When you look up the pronunciation of a word in a dictionary, what you’ll find is the word’s ‘citation form’. This is how the word is likely to be pronounced when uttered in isolation, for example in answer to the question, ‘What’s this word? I can’t read it’, which someone might ask while reading a handwritten text. The citation form is the guise the word adopts when it’s behaving most self-consciously, when it puts a suit on and combs its hair to have an official photo taken.
But in the rough-and-tumble of their everyday life, words are more likely to appear in more casual gear – T-shirt and jeans, for example – and you might not recognize them as they jog or skateboard past you at high speed.
For a small number of high-frequency grammatical words, dictionaries and pronunciation books give two pronunciations: strong and weak. The strong forms are the ‘official photo’ ones, and the much more frequent weak forms are the ‘rough-and-tumble’ ones.

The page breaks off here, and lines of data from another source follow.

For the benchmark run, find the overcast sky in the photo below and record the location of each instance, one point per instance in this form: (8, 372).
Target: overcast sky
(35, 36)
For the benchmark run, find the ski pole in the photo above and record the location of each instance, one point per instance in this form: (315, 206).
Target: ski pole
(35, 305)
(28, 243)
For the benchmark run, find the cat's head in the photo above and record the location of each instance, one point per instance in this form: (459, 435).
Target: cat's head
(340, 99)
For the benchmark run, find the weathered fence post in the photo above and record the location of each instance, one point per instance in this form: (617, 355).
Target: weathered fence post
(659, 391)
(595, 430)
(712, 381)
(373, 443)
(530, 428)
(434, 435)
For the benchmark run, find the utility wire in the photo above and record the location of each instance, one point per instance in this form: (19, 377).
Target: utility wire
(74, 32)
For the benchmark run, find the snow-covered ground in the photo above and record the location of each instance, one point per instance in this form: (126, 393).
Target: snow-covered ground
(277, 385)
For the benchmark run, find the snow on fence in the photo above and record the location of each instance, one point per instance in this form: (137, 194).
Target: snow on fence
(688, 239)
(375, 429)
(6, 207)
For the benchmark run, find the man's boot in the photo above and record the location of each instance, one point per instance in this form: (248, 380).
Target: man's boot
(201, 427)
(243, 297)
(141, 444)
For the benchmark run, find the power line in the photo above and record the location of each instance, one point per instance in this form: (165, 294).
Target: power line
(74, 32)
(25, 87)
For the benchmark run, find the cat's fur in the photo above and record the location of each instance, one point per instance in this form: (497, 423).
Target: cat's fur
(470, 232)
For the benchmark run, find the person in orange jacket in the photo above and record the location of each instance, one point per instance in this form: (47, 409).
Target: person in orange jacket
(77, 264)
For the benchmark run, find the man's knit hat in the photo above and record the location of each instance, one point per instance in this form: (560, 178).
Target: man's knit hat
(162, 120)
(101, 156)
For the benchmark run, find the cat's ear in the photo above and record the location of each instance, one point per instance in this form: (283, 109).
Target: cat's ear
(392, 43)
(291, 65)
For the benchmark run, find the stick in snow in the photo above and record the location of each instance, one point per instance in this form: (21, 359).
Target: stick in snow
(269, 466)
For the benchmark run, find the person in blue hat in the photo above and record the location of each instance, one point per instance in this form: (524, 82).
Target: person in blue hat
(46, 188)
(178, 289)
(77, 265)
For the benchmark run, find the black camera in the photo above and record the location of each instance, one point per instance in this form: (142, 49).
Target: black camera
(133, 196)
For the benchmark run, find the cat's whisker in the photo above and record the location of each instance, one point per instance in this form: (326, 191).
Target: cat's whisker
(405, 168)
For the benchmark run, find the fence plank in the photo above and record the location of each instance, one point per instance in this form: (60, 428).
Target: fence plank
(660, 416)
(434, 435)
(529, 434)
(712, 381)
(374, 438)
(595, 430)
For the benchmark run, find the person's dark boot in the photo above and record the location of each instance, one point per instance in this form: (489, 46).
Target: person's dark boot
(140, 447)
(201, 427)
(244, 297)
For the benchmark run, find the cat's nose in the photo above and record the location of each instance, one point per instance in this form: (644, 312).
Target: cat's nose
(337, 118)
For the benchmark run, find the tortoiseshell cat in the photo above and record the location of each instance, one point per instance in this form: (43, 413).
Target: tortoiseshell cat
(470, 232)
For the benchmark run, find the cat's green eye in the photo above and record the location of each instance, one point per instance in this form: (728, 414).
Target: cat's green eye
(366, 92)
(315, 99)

But the small set of words which are generally recognized as having weak forms is actually only the tip of a very big iceberg. Any word – or, more accurately, any syllable – which isn’t stressed is likely to be eroded in its pronunciation. And the more familiar the word is, and the more casually it’s uttered, the more drastic the erosion is likely to be: consonants are dropped or ‘elided‘, vowels are reduced to schwa and then face the further risk of elision. Consider the word actually. In its citation form – i.e. when it’s spoken carefully and clearly – it has four syllables. But when it’s used unthinkingly in the rough-and-tumble of spontaneous speech, it’s subject to varying degrees of erosion, and very often sounds identical to the name Ashley – i.e. only two syllables.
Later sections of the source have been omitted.